Kasus Pipa Transmisi di Tembilahan, Gemetar Desak Polda Riau Tetapkan Muhammad Tersangka

Kasus Pipa Transmisi di Tembilahan, Gemetar Desak Polda Riau Tetapkan Muhammad Tersangka
RIAUMANDIRI.CO, PEKANBARU - Meski Polda Riau telah menetapkan tersangka dalam kasus dugaan korupsi pemasangan pipa transmisi di Tembilahan, Indragiri Hilir, tidak membuat Gerakan Mahasiwa Tembilahan Anti Korupsi (Gemetar) puas. Mereka mendesak agar Wakil Bupati Bengkalis Muhammad turut ditetapkan sebagai tersangka.
 
Desakan itu disampaikan massa Gemetar kala melakukan aksi demonstrasi di Mapolda Riau, Selasa (15/5/2018) siang. Menurut Gemetar, dalam kasus ini diduga terdapat pihak lain yang turut terlibat namun belum tersentuh hukum.
 
"Karena sampai saat ini melihat penegak hukum baru menetapkan dua tersangka, yaitu Sabar Stevanus P Simalonga selaku Direktur PT Panatori Raja yang merupakan pihak rekanan, dan Edi Mufti BE selaku Pejabat Pembuat Komitmen (PPK)," teriak Sandy Putra selaku Koordinator Lapangan (Korlap) dalam orasinya.
 
Menurut mereka, penyidik Direktorat Reserse Kriminal Khusus (Ditreskrimsus) Polda Riau telah memanggil dan memeriksa sejumlah saksi. Salah satunya Wakil Bupati Bengkalis Muhammad yang saat itu menjabat Kepala Bidang (Kabid) Cipta Karya Dinas Pekerjaan Umum (PU) Riau.
 
"Sejauh ini belum tertutup kemungkinan adanya penambahan tersangka baru mendampingi dua orang yang telah ditetapkan sebagai tersangka tersebut," lanjut Sandy.
 
Massa Gemetar meminta agar penegak hukum melakukan proses penyelidikan dan penyidikan yang intensif terkait perkara ini. "Kepada penegak hukum secepatnya agar melakukan gelar perkara dan menetapkan tersangka baru karena kerugian negara yang ditimbulkan dalam kasus ini mencapai Rp1 miliar," sebutnya.
 
Gelar perkara yang dimaksud Gemetar, adalah untuk menaikkan status dari saksi menjadi tersangka terhadap Muhammad. "Karena kami menduga beliau (Muhammad) ikut serta dalam tindakan korupsi proyek pipa transmisi Tembilahan di Dinas PUPR Riau tahun 2013," tegas Sandy Putra.
 
Selain ini, mereka juga meminta penegak hukum untuk menangkap dan menahan semua oknum yang terlibat, dan harus dihukum sesuai dengan undang-undang (UU) yang berlaku di negara ini. "Kami akan tetap mengawal sampai kasus ini selesai dan para tersangka dihukum," pungkasnya.
 
Setelah sekian lama menyampaikan orasi, massa Gemetar kemudian dijumpai Kasubdit Dalmas Polda Riau, Kompol Irwan selaku perwakilan Polda Riau. 

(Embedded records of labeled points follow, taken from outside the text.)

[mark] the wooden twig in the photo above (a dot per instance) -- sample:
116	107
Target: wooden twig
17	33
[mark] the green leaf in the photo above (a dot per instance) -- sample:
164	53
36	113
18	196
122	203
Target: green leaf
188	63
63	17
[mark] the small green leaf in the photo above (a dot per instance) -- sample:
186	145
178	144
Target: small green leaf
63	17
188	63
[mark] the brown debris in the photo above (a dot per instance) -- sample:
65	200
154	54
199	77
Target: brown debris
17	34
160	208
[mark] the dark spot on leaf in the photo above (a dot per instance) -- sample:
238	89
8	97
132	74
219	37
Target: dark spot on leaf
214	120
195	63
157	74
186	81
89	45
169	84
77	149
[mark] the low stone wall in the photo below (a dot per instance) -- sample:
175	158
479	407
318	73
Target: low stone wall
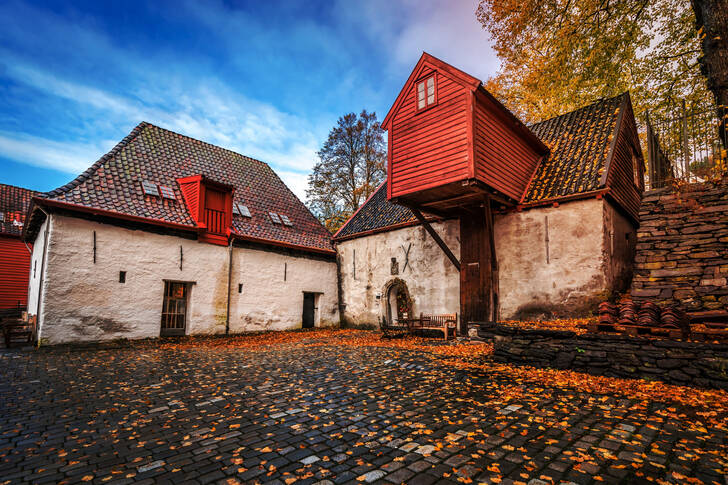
682	247
685	363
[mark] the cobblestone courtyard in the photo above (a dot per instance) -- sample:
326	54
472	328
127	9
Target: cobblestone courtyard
315	410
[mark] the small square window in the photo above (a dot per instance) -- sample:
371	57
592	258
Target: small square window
244	211
150	188
426	95
167	192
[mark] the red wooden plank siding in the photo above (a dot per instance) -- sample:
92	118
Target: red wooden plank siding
620	179
430	147
503	159
14	271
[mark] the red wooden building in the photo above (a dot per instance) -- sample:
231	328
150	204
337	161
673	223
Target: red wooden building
455	152
14	254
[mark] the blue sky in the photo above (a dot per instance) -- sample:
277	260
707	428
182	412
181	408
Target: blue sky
266	79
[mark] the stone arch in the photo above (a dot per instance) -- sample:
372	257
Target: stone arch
396	301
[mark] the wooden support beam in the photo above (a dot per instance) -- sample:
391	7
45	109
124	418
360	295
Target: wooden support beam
437	238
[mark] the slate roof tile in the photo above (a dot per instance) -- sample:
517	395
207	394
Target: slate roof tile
161	156
14	202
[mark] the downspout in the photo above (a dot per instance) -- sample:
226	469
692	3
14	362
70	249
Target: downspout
42	274
230	277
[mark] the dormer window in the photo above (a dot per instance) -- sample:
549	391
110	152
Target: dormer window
274	218
241	210
167	192
426	93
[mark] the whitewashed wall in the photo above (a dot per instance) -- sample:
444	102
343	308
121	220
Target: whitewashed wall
432	280
573	279
36	261
85	301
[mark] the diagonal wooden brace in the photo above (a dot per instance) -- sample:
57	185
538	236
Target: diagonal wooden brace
437	238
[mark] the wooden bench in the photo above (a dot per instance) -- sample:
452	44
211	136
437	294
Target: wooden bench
19	330
446	323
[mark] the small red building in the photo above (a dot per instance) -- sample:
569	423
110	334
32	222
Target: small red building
14	254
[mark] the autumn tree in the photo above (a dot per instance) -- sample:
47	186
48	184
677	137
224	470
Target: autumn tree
711	18
351	165
558	55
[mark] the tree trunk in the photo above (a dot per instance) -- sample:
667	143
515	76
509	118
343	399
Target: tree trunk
712	17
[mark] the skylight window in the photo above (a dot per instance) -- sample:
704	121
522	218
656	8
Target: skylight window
426	93
150	188
274	217
240	209
167	192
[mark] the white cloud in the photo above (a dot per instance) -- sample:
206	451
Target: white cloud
68	157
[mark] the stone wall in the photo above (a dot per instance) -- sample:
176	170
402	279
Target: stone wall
368	264
685	363
84	300
682	247
587	256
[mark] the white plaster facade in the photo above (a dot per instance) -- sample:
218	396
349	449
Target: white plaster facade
571	272
366	269
590	246
84	300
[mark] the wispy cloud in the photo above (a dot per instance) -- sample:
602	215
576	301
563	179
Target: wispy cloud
68	157
260	80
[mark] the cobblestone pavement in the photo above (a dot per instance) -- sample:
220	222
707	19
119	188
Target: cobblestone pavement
326	414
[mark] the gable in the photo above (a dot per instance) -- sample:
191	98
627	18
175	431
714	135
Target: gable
14	202
113	185
580	143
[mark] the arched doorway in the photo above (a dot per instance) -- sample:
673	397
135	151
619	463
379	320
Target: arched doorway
396	303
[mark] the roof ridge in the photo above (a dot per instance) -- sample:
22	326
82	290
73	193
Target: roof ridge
218	147
108	155
588	106
21	188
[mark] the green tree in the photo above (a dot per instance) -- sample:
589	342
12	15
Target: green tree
558	55
351	165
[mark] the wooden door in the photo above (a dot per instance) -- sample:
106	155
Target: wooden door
478	299
308	310
174	309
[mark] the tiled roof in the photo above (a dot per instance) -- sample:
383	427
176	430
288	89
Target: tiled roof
376	213
14	203
579	143
161	156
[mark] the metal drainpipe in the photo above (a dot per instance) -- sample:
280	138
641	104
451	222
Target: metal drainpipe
42	274
230	276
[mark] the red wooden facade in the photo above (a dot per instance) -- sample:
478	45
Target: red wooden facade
214	216
464	145
14	267
624	174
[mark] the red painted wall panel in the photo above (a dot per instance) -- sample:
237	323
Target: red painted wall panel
430	147
14	272
503	159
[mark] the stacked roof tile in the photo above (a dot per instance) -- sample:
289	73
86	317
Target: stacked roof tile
579	142
114	184
14	202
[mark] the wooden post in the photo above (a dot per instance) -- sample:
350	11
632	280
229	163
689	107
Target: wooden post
494	286
437	238
686	153
650	152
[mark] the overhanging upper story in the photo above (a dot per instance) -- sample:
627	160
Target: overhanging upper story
451	142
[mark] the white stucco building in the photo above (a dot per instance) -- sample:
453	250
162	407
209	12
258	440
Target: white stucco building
167	235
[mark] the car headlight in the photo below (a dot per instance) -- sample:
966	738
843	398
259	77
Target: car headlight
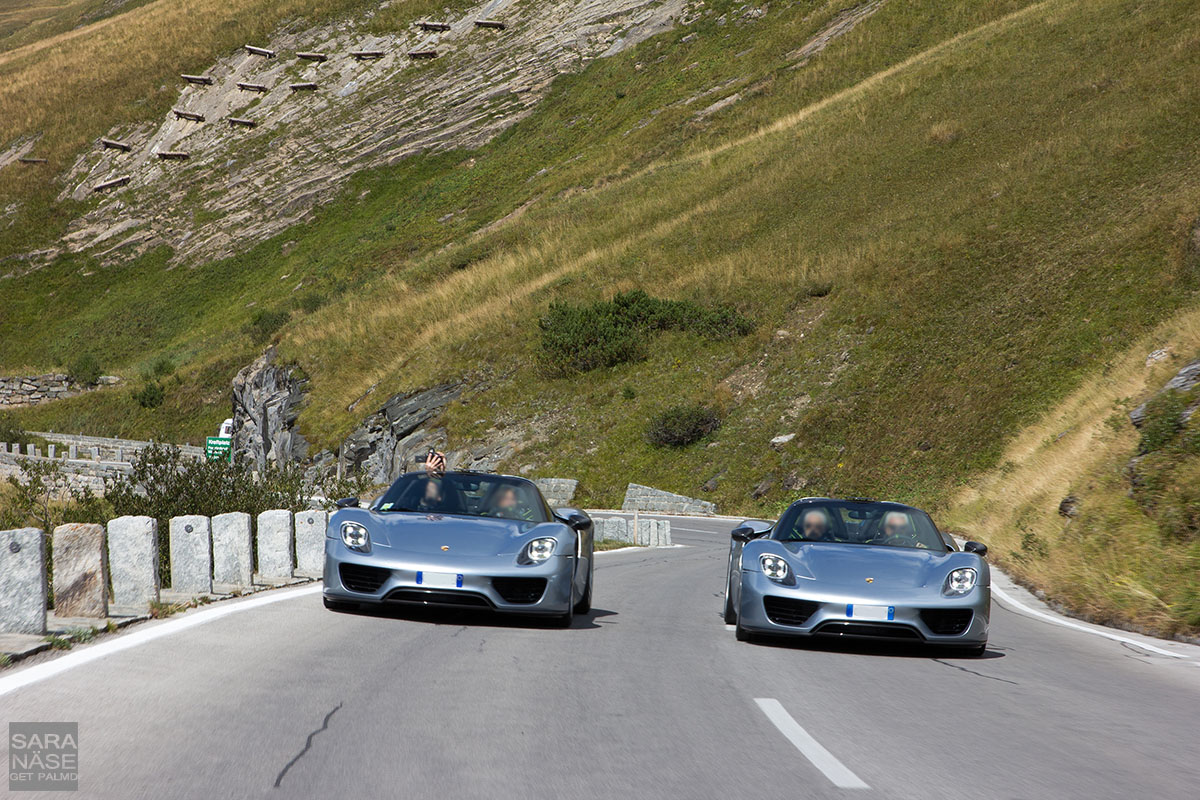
540	549
960	582
773	566
355	536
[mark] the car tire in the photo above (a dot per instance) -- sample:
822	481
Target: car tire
731	613
339	606
976	651
585	603
564	620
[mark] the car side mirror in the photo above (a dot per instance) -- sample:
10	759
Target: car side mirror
743	534
750	529
574	517
978	548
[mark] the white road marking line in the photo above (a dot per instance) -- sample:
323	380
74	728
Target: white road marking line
1050	618
70	661
810	747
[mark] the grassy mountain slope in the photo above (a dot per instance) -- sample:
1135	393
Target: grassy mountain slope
941	224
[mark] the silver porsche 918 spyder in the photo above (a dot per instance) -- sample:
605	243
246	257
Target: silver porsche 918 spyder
857	569
461	540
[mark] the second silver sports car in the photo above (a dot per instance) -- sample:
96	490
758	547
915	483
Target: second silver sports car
857	569
461	540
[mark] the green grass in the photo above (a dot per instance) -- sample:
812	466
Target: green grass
939	228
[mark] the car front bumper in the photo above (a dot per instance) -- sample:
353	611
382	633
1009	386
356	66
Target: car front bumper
486	582
778	609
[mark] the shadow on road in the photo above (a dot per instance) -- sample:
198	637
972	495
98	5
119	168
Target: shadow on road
475	617
876	648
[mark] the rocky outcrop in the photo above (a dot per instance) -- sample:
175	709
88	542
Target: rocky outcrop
363	113
33	390
1185	380
390	440
267	401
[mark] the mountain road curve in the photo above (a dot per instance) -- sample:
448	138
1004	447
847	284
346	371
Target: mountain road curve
648	696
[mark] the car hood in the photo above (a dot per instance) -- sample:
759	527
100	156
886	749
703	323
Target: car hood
850	565
465	536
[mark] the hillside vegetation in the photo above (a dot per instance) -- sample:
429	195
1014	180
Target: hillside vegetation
940	226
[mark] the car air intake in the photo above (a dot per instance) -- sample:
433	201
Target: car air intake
789	611
432	597
947	621
864	629
366	579
520	590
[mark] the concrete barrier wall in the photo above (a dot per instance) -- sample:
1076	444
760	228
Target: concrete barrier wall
646	498
647	533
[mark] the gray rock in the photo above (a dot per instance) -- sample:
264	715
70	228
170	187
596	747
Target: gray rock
233	554
81	584
133	560
267	402
22	581
762	488
1186	379
275	545
310	527
191	554
559	492
384	445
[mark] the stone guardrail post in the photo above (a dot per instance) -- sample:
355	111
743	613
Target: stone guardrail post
191	554
22	581
310	527
275	553
133	561
233	549
81	582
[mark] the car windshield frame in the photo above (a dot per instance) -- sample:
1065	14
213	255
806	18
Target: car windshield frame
463	494
861	523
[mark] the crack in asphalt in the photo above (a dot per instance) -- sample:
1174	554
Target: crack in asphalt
324	726
947	663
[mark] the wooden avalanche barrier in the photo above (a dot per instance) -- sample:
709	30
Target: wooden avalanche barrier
117	181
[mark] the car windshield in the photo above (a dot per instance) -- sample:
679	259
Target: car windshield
465	493
846	522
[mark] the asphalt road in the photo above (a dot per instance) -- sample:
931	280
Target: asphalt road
649	696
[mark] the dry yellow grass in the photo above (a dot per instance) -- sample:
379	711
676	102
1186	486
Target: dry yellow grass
1073	445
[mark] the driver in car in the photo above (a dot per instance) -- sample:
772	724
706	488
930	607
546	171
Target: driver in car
432	498
507	504
815	525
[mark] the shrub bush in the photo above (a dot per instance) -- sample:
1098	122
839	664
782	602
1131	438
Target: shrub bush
85	370
581	338
1164	420
682	425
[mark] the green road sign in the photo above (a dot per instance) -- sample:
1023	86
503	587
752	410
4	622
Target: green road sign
217	447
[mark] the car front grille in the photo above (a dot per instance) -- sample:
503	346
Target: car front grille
789	611
433	597
947	621
520	590
865	629
366	579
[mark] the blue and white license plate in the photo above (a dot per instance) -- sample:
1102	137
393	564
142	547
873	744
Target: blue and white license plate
873	613
439	579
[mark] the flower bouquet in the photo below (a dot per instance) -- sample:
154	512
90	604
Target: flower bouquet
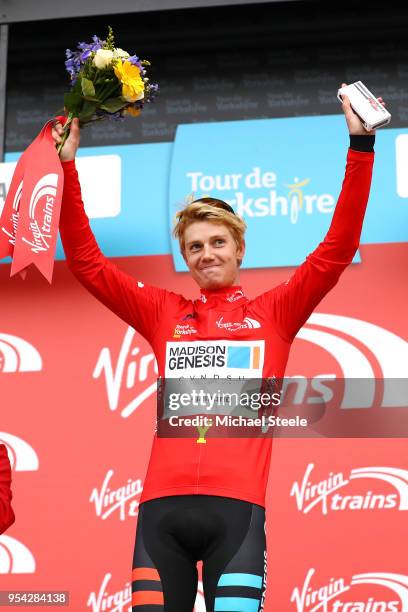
107	83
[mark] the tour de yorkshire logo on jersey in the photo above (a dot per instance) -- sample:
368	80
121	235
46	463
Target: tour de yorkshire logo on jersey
217	359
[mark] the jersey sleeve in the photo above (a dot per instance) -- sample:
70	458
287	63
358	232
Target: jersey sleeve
292	302
7	517
139	305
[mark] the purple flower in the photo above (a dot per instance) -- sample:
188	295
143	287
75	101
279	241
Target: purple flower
76	58
133	59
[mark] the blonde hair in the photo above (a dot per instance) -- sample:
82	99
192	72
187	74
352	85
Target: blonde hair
213	210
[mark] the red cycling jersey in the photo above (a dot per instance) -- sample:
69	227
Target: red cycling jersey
253	337
6	512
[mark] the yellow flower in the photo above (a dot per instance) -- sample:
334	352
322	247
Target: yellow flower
132	111
132	82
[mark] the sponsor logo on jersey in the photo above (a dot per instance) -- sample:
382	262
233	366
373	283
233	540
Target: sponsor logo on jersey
221	358
246	323
328	494
183	330
15	557
329	596
18	355
123	499
23	457
132	370
237	295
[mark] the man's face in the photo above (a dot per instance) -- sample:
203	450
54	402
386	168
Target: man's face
211	255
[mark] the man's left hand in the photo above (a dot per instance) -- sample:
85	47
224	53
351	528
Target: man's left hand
353	122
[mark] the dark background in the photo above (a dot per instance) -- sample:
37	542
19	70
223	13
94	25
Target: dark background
277	59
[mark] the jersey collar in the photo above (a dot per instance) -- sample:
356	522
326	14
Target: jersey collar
226	296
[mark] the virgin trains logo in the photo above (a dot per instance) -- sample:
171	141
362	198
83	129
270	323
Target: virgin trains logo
132	370
14	215
45	192
120	601
309	598
331	493
18	355
15	558
123	499
390	354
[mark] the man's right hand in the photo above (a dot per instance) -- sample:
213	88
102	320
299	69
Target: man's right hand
71	145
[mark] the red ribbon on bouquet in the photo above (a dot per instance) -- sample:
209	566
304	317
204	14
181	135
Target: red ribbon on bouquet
30	218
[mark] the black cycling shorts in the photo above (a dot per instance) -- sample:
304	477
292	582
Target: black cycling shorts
173	533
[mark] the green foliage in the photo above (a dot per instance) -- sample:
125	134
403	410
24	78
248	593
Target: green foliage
110	40
73	102
88	110
88	88
112	105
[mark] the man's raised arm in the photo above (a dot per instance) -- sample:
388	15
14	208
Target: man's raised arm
292	302
141	306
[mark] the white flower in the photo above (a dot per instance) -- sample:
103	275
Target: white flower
103	57
120	53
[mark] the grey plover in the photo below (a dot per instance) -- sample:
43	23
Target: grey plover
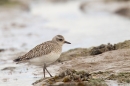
44	54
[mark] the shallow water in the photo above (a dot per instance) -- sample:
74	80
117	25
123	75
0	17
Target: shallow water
24	30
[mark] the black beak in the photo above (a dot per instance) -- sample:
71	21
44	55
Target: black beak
67	42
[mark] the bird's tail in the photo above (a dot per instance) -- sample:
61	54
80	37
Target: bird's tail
19	59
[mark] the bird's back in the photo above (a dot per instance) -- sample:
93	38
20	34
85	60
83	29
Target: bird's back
42	52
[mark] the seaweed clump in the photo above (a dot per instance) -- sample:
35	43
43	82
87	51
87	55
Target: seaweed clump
121	77
70	77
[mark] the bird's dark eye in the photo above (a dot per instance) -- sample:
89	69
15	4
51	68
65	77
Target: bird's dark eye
60	39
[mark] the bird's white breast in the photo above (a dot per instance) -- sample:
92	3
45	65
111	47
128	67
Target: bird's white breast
47	59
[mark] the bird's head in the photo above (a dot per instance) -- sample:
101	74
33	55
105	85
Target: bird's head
60	40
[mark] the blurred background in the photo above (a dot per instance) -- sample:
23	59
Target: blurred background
84	23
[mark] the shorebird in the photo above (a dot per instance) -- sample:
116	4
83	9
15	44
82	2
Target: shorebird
44	54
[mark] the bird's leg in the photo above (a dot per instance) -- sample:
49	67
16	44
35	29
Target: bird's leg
47	70
44	67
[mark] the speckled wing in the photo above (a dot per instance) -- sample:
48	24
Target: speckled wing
40	50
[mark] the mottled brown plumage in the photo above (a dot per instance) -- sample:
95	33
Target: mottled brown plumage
45	53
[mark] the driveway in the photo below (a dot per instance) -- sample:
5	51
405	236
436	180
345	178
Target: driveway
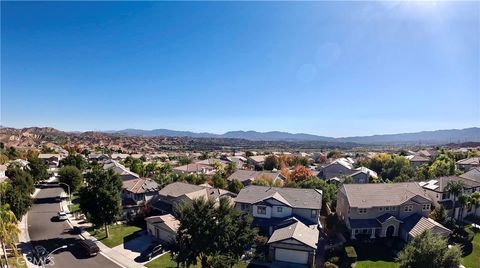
132	248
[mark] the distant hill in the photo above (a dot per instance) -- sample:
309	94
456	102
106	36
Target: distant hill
424	137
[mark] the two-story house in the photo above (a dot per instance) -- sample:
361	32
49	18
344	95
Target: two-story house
289	216
437	190
271	206
386	210
136	193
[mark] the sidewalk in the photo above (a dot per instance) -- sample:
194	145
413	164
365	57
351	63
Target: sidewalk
109	253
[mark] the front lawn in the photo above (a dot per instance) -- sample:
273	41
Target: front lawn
471	260
119	234
165	261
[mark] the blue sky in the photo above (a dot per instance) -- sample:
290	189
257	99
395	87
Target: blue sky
330	68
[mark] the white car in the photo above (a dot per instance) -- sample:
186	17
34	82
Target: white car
62	215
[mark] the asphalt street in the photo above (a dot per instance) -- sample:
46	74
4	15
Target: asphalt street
46	231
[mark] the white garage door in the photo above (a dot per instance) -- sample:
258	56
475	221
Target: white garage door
291	256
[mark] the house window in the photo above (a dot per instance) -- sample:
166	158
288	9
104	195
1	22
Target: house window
262	210
362	210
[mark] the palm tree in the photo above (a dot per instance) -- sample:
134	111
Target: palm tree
455	188
9	230
465	201
476	201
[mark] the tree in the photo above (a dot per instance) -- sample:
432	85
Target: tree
429	251
100	199
455	188
235	186
465	201
271	162
72	176
440	215
76	160
476	201
18	191
301	173
210	233
230	168
38	169
9	230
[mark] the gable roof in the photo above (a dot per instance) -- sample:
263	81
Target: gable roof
141	185
469	161
297	231
381	194
295	197
245	175
416	224
473	174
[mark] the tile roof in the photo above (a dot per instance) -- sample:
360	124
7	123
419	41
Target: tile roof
295	197
381	194
416	224
297	231
473	174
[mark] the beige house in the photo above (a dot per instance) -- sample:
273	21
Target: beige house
382	210
295	243
163	227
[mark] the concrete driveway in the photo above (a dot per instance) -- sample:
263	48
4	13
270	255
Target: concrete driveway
132	248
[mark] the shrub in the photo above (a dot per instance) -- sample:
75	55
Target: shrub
351	254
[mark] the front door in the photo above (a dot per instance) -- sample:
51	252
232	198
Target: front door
390	230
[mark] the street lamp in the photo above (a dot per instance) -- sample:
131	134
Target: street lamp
48	255
69	196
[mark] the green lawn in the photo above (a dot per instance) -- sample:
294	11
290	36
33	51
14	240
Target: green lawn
118	234
473	259
165	261
75	206
375	264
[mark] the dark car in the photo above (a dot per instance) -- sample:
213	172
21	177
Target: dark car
152	251
89	247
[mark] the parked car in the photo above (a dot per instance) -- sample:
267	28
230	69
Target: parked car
62	215
89	247
152	251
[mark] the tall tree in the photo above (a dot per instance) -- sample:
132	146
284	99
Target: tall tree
208	231
72	176
100	199
38	169
429	251
455	188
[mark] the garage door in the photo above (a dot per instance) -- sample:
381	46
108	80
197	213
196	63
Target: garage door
291	256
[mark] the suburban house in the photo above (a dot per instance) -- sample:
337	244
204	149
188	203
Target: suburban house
362	175
339	167
194	168
51	160
136	193
417	160
175	193
385	210
473	174
246	177
468	163
163	227
272	206
295	243
436	189
122	171
257	160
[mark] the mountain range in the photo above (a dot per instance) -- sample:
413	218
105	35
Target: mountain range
424	137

"Laporan sudah kami terima dan akan ditindaklanjuti untuk tahap ke depannya. Kita akan lanjutkan proses penyidikannya," singkat Irwan di hadapan para pendemo.
 
Dugaan korupsi ini berawal dari laporan sebuah lembaga swadaya masyarakat (LSM). Proyek milik Bidang Cipta Karya Dinas PU Provinsi Riau tahun 2013 ini, menghabiskan dana sebesar Rp3.415.618.000. Proyek ini ditengarai tidak sesuai spesifikasi.
 
Dalam laporan LSM itu, Muhammad, yang saat itu menjabat Kabid Cipta Karya Dinas PU Riau tahun 2013, diduga tidak melaksanakan kewajibannya selaku Kuasa Pengguna Anggaran (KPA) proyek pipa tersebut.
 
Selain itu, LSM itu juga menyebut nama Sabar Stavanus P Simalonga selaku Direktur PT Panatori Raja, dan Edi Mufti BE selaku PPK, sebagai orang yang bertanggung jawab dalam dugaan korupsi ini.
 
Dalam kontrak pada Rencana Anggaran Belanja (RAB), tertera pekerjaan galian tanah untuk menanam pipa HD PE DLN 500 MM PN 10 dengan volume sepanjang 1.362,00. Ini berarti galian tanah sedalam 1,36 meter dan ditahan dengan skor pipa kayu bakar sebagai cerucuk. Galian seharusnya sepanjang dua kilometer.
 
Pada lokasi pekerjaan pemasangan pipa, tidak ditemukan galian sama sekali, bahkan pipa dipasang di atas tanah. Selain itu, pada item pekerjaan timbunan bekas galian, juga dipastikan tidak ada pekerjaan timbunan kembali, karena galian tidak pernah ada.
 
Pekerjaan tersebut dimulai 20 Juni 2013 sampai dengan 16 November 2013, sementara pada akhir Januari 2014 pekerjaan belum selesai. Seharusnya, kontraktor pelaksana PT Panotari Raja diberlakukan denda keterlambatan, pemutusan kontrak, dan pencairan jaminan pelaksanaan.
 
Anehnya, pihak Dinas PU Riau tidak melakukan denda, tidak memutus kontrak, dan tidak mencairkan jaminan pelaksanaan. Parahnya lagi, Dinas PU Riau merekayasa serah terima pertama pekerjaan atau Provisional Hand Over (PHO) sebagaimana tertuang dalam Berita Acara Serah Terima Pertama Pekerjaan/PHO Nomor: 0/BA.ST-I/FSK.PIPA.TBH.XII/2013 tanggal 13 Desember 2013.‎
 
Akibat dari tidak dilakukannya pekerjaan galian tanah, tidak dilakukannya penimbunan kembali galian tanah atau pekerjaan tidak dilaksanakan namun pekerjaan tetap dibayar, negara diduga telah dirugikan Rp700 juta.
 
Denda keterlambatan 5 persen dari nilai proyek sama dengan Rp170.780.900, dan jaminan pelaksanaan 5 persen dari nilai proyek juga Rp170.780.900. Sehingga diperkirakan total potensi kerugian negara Rp1.041.561.800, lebih kecil dari hasil audit yang telah dikantongi Penyidik, yaitu sebesar Rp2,5 miliar.